Pham Hau, 1938. « Cerfs et biches dans la moyenne région » ou quand le réel ne peut pas être réaliste

6 novembre 2020 Non Par Jean-François Hubert

Ce magnifique paravent rend hommage à la virtuosité dans l’art de la laque de l’école vietnamienne. La qualité technique et la suavité du thème dont il témoigne en font une œuvre importante de belle dimension (152 X 216 cm). Le style de signature rencontrée ici avec les trois caractères « Pham Quang Hau » inscrit dans une belle graphie chinoise, la distinction du sceau de l’artiste ainsi que (et bien plus) la haute qualité d’exécution de l’œuvre postulent une datation circa 1938.
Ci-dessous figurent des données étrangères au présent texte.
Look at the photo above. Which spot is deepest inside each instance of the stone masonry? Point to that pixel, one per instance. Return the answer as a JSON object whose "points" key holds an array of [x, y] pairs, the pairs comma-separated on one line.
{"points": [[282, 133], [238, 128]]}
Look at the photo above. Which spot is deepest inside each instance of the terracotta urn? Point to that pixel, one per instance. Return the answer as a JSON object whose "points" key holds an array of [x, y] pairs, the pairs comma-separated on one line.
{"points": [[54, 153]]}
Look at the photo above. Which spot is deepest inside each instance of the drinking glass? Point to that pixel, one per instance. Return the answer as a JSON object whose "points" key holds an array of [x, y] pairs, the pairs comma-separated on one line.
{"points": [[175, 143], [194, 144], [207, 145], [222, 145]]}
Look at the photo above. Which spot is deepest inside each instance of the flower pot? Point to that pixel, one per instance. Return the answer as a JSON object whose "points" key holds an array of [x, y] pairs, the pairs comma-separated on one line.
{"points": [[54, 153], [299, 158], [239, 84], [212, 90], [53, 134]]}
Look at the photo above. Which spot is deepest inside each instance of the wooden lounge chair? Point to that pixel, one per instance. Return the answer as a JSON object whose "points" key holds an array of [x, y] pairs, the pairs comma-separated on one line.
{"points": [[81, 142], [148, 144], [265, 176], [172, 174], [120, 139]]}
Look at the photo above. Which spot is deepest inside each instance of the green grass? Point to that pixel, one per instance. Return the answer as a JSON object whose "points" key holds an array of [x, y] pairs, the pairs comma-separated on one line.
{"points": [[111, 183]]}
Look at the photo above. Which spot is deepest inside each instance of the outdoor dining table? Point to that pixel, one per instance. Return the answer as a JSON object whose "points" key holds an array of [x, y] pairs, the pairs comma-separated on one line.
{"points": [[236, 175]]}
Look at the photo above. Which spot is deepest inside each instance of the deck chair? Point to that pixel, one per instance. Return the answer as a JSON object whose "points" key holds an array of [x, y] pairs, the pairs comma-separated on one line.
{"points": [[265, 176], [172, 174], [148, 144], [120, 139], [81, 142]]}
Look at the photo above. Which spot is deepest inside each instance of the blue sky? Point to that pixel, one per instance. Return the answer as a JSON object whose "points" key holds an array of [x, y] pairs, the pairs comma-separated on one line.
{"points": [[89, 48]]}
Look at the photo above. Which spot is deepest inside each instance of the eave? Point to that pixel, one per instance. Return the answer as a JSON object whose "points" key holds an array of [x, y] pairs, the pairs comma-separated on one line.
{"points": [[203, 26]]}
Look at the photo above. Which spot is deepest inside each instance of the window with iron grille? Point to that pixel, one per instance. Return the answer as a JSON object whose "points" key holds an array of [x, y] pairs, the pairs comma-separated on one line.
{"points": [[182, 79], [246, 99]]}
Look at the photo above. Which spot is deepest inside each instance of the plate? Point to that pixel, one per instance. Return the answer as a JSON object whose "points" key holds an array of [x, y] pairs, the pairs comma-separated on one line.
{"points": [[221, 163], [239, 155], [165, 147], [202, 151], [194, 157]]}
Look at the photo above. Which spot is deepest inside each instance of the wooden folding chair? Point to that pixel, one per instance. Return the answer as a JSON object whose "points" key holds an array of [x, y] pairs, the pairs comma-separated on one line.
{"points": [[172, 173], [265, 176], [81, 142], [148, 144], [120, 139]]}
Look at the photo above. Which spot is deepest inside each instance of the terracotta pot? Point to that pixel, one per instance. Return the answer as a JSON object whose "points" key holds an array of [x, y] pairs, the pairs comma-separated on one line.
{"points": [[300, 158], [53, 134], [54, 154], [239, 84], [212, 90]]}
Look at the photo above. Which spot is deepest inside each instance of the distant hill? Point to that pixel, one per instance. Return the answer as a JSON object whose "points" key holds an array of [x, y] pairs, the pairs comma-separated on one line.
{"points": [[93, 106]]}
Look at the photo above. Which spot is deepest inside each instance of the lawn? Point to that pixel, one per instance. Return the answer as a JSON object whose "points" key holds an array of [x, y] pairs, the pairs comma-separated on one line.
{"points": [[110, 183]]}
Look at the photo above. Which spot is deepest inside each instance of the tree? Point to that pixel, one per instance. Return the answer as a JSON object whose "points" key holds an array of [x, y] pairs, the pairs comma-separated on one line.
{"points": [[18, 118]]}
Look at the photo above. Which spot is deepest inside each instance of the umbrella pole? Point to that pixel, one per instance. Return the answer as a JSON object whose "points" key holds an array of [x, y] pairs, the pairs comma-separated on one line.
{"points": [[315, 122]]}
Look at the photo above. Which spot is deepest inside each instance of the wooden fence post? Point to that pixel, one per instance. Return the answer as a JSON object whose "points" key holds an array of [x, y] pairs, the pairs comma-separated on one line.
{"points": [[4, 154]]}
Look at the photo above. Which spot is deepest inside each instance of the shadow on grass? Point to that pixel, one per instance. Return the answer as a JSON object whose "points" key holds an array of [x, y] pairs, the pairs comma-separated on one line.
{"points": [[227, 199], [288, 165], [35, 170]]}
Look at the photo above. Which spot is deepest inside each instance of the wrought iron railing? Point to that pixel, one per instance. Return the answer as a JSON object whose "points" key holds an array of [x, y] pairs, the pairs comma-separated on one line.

Pham Hau - Cerfs et biches dans la moyenne région
Pham Hau – Cerfs et biches dans la moyenne région

Ce n’est pas faire affront à l’artiste mais il convient de rappeler ici et encore que Pham Hau (mais aussi par exemple Nguyen Gia Tri, parmi tant d’autres) firent appel à des aides pour, au-delà du fastidieux ponçage, collaborer avec eux à l’exécution de leurs œuvres. Ce n’est pas spécifiquement vietnamien, les notions françaises de « L’artiste et son atelier », « Atelier de… », « Attribué à.. » et autres distinctions plus ou moins subtiles viendraient en témoigner aisément. Précisons que chez Pham Hau la répétition du thème (j’ai eu « dans les mains » plusieurs laques – avec ce thème récurrent de cerfs et biches – très similaires à celui-ci), si la répétition thématique traduit une volonté de satisfaire une clientèle essentiellement française du Vietnam – d’autant plus que si Pham Hau est élogieusement présenté dans l’historiographie vietnamienne officielle contemporaine comme un « grand résistant » , il fut comme Luong Xuan Nhi supporté par les institutions coloniales…

Sa réussite artistique reconnue l’a poussé à laisser sortir de ses ateliers des œuvres certes de qualité mais d’une qualité inégale. Le connaisseur fera la différence…

Il est difficile ici d’identifier un endroit précis de la Moyenne Région tant celle-ci en regorge de similaires. Pour autant l’artiste décrit bien les « pains de sucre » et cette atmosphère mystérieuse et envoutante qui s’installe quand la pente s’accroît. Les Vietnamiens de la plaine (essentiellement les Kinh) n’ont jamais vraiment fréquenté cette région souvent considérée comme hostile, peuplée de minorités diverses et dotée d’une flore et d’une faune très différentes de celles du delta tonkinois.

Victor Tardieu, le fondateur de l’École des Beaux-Arts d’Hanoi et ses professeurs encouragèrent très tôt leurs élèves (Pham Hau est de la 5ème promotion 1929-34 avec notamment Tran Binh Lôc et Nguyên Dô Cung) à dépasser le charme de l’envoûtante Hanoi pour découvrir leur pays réel. La Moyenne-Région fut une des destinations favorites des artistes en devenir.

Mais un artiste peut se vouloir géographe, n’est pas un topographe. Pham Hau nous peint deux cerfs et trois biches dans un paysage fantasmagorique, un lieu qu’il enjolive plus qu’il ne décrit. Nous sommes à la tombée du jour. Une flore luxuriante sert d’écrin à des animaux qui participent au ballet paisible de la douceur du lieu. Un foisonnement d’or profite aux animaux et au ciel au fond. Des matités ordonnées, des lignes minces ou fortes (troncs d’arbres) dans un camaïeu de bruns leur sert d’écrin.

La civilisation vietnamienne, héritière d’une tradition agricole très ancienne privilégie les représentations d’animaux plutôt paisibles voire craintifs comme, parmi d’autres, le cerf, le buffle ou le crapaud. D’autres cultures – de tradition pastorale – mettent plutôt en exergue des animaux prédateurs comme le loup, le tigre, le faucon et l’aigle.

On pense à la célèbre chanson populaire vietnamienne :

« Oh cerfs de la forêt là-bas
Qui grignotez de jeunes pousses
De va et sycomore
Vous m’avez vu
Je ne vous pourchasserai pas
Pourquoi me fuir ainsi ?
 »
Le Pivert.

Pham Hau nous le rappelle ici : un grand artiste peint ce qu’il sait quand il ne sait pas ce qu’il peint.

Pour lui, le réel n’est jamais réaliste.